La literatura de Walsh a partir de Operación Masacre puede compararse sin desmedro con aquellos antecedentes ilustres. Entre las sucesivas ediciones del texto sobre los fusilamientos del 9 de junio y la Carta a la Junta Militar puede leerse toda la segunda mitad del siglo XX argentino: la proscripción popular, la creciente subordinación militar a los intereses económicos más concentrados, el celo represivo que se perfecciona en cada nueva instancia, el intento de reconversión de la sociedad argentina cuyas consecuencias regresivas todavía padecemos. En esta lectura política no es menor el aporte de los textos walshianos de ficción. El ocultamiento del cadáver de Evita se corresponde con la no mención de su nombre en el cuento para generar un vacío estruendoso que denuncia las pasiones que despierta “Esa mujer”. Las reacciones del coronel maníaco frente al cadáver que considera suyo muestran cómo el odio de sus enemigos ocultaba también sentimientos más complejos. Incluso análisis interesantes como el de Sebreli, que el propio autor condenará más tarde, empalidecen frente al cuento de Walsh, en su capacidad de mostrar (sugerir) todo lo que condensa la figura de Eva Perón.
“Imaginaria”, el cuento en que un soldado mata al oficial vengando antiguas vejaciones, se integra con “La granada”, un ejercicio de teatro del absurdo, para advertir las cuotas similares de autoritarismo y sin sentido que caracterizan la vida militar.
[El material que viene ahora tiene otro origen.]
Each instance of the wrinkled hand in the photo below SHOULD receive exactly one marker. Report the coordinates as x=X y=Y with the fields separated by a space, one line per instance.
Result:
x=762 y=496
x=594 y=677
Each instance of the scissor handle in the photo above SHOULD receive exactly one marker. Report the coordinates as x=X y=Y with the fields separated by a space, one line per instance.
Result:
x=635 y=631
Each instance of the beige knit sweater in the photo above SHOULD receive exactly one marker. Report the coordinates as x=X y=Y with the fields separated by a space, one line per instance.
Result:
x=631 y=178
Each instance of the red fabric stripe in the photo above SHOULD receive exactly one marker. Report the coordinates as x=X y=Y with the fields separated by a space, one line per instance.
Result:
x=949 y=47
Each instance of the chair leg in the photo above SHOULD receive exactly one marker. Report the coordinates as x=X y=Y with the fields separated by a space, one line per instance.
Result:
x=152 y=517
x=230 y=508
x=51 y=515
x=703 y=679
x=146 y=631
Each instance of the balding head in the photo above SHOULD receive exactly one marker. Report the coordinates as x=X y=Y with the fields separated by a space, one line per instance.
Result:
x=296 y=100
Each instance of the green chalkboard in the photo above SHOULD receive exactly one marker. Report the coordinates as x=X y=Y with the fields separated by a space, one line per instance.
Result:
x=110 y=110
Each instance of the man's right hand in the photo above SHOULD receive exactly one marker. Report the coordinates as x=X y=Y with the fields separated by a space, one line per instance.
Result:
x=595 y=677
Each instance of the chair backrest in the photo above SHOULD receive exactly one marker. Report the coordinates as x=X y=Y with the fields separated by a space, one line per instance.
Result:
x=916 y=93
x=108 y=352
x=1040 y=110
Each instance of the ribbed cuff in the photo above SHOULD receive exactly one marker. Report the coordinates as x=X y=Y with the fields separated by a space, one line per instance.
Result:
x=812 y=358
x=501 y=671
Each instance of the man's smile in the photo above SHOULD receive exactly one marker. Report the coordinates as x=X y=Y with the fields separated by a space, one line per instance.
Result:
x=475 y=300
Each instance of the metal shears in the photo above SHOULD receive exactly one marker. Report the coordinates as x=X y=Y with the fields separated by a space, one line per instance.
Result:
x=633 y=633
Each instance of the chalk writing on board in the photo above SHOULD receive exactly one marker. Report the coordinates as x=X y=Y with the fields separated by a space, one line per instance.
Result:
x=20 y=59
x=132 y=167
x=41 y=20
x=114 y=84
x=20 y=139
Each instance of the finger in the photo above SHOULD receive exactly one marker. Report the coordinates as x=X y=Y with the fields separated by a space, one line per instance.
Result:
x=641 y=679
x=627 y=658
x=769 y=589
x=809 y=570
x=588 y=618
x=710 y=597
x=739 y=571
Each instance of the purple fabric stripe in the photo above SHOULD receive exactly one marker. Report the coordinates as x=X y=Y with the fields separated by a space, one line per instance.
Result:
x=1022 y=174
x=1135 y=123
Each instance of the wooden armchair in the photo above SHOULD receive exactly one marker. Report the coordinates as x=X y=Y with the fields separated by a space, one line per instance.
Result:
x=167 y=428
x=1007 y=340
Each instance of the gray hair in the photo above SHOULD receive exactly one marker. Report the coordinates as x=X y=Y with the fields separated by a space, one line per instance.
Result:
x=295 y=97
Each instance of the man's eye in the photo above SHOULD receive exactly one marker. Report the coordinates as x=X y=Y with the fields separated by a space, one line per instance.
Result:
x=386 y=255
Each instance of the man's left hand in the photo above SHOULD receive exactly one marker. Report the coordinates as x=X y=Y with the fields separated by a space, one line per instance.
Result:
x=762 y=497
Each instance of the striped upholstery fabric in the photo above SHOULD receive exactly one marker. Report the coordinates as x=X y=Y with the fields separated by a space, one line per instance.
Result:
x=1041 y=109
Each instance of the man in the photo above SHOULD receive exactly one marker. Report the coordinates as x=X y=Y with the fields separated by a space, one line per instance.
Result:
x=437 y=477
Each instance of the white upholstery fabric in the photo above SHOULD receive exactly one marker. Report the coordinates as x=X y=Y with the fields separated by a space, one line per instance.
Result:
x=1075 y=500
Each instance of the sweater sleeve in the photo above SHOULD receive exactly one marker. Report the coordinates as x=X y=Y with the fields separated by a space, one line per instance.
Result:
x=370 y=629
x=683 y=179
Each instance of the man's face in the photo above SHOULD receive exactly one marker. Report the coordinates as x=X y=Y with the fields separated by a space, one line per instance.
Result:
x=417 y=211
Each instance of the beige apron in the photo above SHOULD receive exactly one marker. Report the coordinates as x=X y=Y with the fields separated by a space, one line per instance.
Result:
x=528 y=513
El terrateniente de “Fotos” que no prendía la radio para no encontrarse con “ese hombre” se asocia con el coronel secuestrador de “Esa mujer” para expresar la virulencia que puede adquirir el antiperonismo como ideología antipopular por excelencia. Hasta los cuentos de tema infantil como la serie de los irlandeses están cargados de política: Walsh situó allí su metáfora sobre la muerte de Guevara. Complementado con el artículo que escribe en la misma fecha, fines de 1967 para Casa de las Américas, el texto sintetiza su pensamiento político de entonces. El Tío Malcom, que se asumió como vengador, ha sido derrotado: el pueblo debe confiar en su propia organización.
Walsh, que era antes que nada un escritor, nunca perdió la obsesión por una frase bien escrita, esa fascinación por la feliz asociación de las imágenes, por eso no habría rechazado los argumentos de Auster. Sin embargo, cuando la política irrumpió en su vida, quiso que su literatura aportara a la causa popular en la que cada vez se comprometía más. Pensó que lo había logrado sólo en parte y algunos, dispuestos a creer que la literatura era un mero pasatiempo para quienes no se animaban al compromiso militante, lo siguieron en sus condenas y abominaciones respecto de una parte de sus escritos. Treinta años después el conjunto de su obra (ficción, no ficción, teatro, trabajos periodísticos, su militancia) constituye el aporte más significativo a la literatura política de la Argentina contemporánea. Es importante señalarlo, aunque a veces haya que contradecir al propio autor.